Polecam książkę "Dziedzictwo" autorstwa doktora nauk medycznych Sharon'a Moalem. (prezent gwiazdkowy) Książka jest napisana lekko, z polotem i humorem; dobrze się ja czyta. Oparta jest na najnowszych badaniach naukowych.
"Dziedzictwo" jest książką, która uświadamia, ostrzega, zaskakuje i zmusza do głębszego namysłu nad współczesnym stylem życia.
Pełna historii życia wielu wyjątkowych ludzi.
Fragmenty:
"identyczny gen, a kompletnie inna jego ekspresja. ... nawet jeśli odziedziczone przez nas geny zdają się ustalone na wieki, to - wbrew odkryciom Mendla - nie dotyczy to sposobu w jaki się wyrażają."
"Badacze z Uniwersytetu Stanowego Oregonu ustalili, że epigenetyczne zmiany w organizmach ludzi jedzących dużo szpinaku mogą korzystnie wpływać na komórki, pomagając w zwalczaniu genetycznych mutacji spowodowanych przez czynnik rakotwórczy obecny w gotowanym mięsie."
"geny nie zapominają o naszych doświadczeniach. Pamiętają dłużej niż człowiek, który już przeszedł terapię i czuje, że wrócił do równowagi. Geny jednak nadal będą rejestrowały i przechowywały tę traumę. ...
podczas rozwoju embrionalnego ... środowiskowe stresory (takie jak odżywianie) wpływają na to, czy pewien gen zostanie wyłączony lub włączony, co z kolei oddziałuje na nasz epigenom. Genetyczne dziedzictwo zostaje w nas zapisane podczas decydujących momentów życia płodowego"
"Chociaż całkowite uwolnienie się od genetycznego dziedzictwa nie wydaje się możliwe, to im więcej poznajemy, tym lepiej rozumiemy, że dokonywane przez nas wybory mogą powodować duże różnice - w tym pokoleniu i w każdej następnej generacji."
"...każdy z nas jest odrębną jednostką, jeżeli chodzi o genom, i całkowicie niepowtarzalną, jeżeli spojrzeć na konkretny epigenom, a nawet mikrobiom. Optymalizowanie jadłospisu nie jest tym samym, co zabezpieczanie się przed niedoborami żywieniowymi. Możemy i powinniśmy badać swoje geny, metabolizm i mikrobiom, aby znaleźć wskazówki, jaka żywność odpowiada nam najlepiej. Ma to znaczące konsekwencje dla tego, co powinniśmy jeść, a czego mamy unikać."
"Badacze odkryli, że tran (bogaty w kwasy tłuszczowe omega-3) wiąże się z dużą skalą zmian w poziomach LDL (zły cholesterol) u ludzi - od spadku o 50 procent aż do wzrostu o 87 procent. Naukowcy poszli jeszcze dalej i odkryli, że osoby, które uzupełniały swoją dietę tzw. dobrym tłuszczem, w rzeczywistości reagowały negatywnymi zmianami w poziomach cholesterolu, jeżeli były nosicielami genetycznego wariantu zwanego APOE4. A zatem suplementacja diety za pomocą tranu może być dobra dla jednych i bardzo zła dla innych w zależności od dziedziczonych genów."
Czy warto zażywać witaminę E w suplementach?
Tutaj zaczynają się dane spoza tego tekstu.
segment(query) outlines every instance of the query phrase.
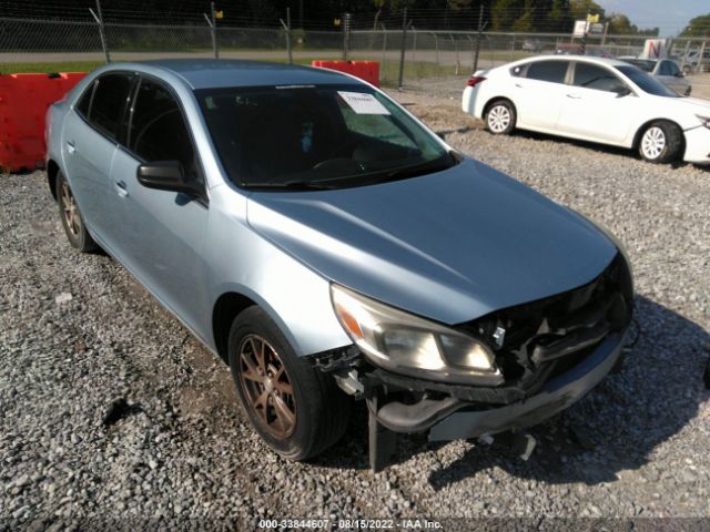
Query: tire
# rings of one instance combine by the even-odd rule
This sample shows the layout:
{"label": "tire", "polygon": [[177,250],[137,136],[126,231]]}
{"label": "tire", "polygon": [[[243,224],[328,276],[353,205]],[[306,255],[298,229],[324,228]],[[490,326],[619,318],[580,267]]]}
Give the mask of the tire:
{"label": "tire", "polygon": [[64,227],[64,233],[71,247],[81,253],[95,252],[99,246],[87,231],[87,224],[79,211],[79,205],[74,198],[69,182],[61,171],[57,173],[57,204],[59,205],[59,216]]}
{"label": "tire", "polygon": [[508,100],[496,100],[486,110],[486,129],[494,135],[509,135],[515,130],[517,115]]}
{"label": "tire", "polygon": [[639,154],[649,163],[670,163],[680,157],[683,132],[672,122],[657,121],[647,125],[639,136]]}
{"label": "tire", "polygon": [[264,310],[250,307],[234,319],[229,358],[242,410],[283,458],[306,460],[341,439],[352,399],[295,354]]}

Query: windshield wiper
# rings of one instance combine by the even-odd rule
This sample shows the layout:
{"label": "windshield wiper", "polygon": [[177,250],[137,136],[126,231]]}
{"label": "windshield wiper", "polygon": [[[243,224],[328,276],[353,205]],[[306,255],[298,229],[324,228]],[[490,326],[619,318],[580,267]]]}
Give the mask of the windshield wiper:
{"label": "windshield wiper", "polygon": [[414,166],[404,166],[387,172],[388,180],[402,180],[403,177],[416,177],[417,175],[430,174],[434,172],[440,172],[454,166],[453,161],[440,158],[428,161],[423,164],[415,164]]}
{"label": "windshield wiper", "polygon": [[284,183],[256,182],[244,183],[244,186],[247,188],[283,188],[286,191],[324,191],[334,188],[333,186],[312,181],[286,181]]}

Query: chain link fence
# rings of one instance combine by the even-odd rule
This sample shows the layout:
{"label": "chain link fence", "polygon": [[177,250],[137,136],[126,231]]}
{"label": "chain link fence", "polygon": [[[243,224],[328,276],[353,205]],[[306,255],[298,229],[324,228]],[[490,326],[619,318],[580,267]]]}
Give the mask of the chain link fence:
{"label": "chain link fence", "polygon": [[[206,18],[206,16],[205,16]],[[390,23],[392,25],[392,23]],[[105,48],[102,43],[103,31]],[[214,32],[214,43],[213,43]],[[636,57],[645,35],[590,35],[587,53]],[[89,70],[105,62],[158,58],[253,59],[310,63],[314,59],[371,60],[381,63],[382,83],[397,86],[428,78],[470,75],[540,53],[577,53],[569,33],[429,31],[413,24],[377,30],[316,31],[233,28],[203,23],[140,24],[0,18],[0,73]],[[404,50],[404,54],[403,54]],[[710,66],[702,39],[674,39],[670,55],[687,72]],[[402,58],[404,57],[404,61]]]}

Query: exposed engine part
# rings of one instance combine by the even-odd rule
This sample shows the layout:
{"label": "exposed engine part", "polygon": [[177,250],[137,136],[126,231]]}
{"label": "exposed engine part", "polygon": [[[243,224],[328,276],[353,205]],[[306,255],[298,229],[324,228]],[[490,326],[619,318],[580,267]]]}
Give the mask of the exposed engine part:
{"label": "exposed engine part", "polygon": [[349,370],[362,361],[362,354],[356,346],[346,346],[329,351],[316,352],[306,357],[314,368],[331,372],[339,369]]}
{"label": "exposed engine part", "polygon": [[358,397],[365,391],[365,387],[359,381],[356,369],[349,371],[338,369],[333,372],[333,378],[337,386],[347,395]]}

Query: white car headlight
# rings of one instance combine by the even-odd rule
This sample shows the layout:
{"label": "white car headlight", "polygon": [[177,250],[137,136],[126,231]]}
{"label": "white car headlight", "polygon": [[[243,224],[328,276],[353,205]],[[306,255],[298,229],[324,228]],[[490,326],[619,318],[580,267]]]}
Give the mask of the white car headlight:
{"label": "white car headlight", "polygon": [[331,285],[331,296],[341,325],[374,365],[450,383],[503,383],[486,344],[342,286]]}
{"label": "white car headlight", "polygon": [[703,127],[708,127],[710,130],[710,119],[708,116],[701,116],[700,114],[696,114],[700,123]]}

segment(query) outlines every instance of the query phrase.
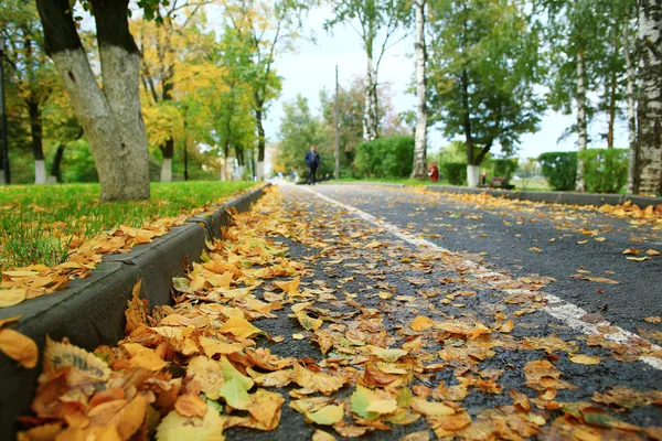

Jaka jest optymalna dieta dla ciebie? Czy tłuszcz jest nam potrzebny? Komu może zaszkodzić spożywanie owoców? Kiedy to, co jesz negatywnie wpływa na rozwój i funkcjonowanie mózgu? Dlaczego środki przeciwbólowe mogą być śmiertelnie niebezpieczne? ....... i wiele innych pytań. Odpowiedzi na nie znajdziesz w tej książce.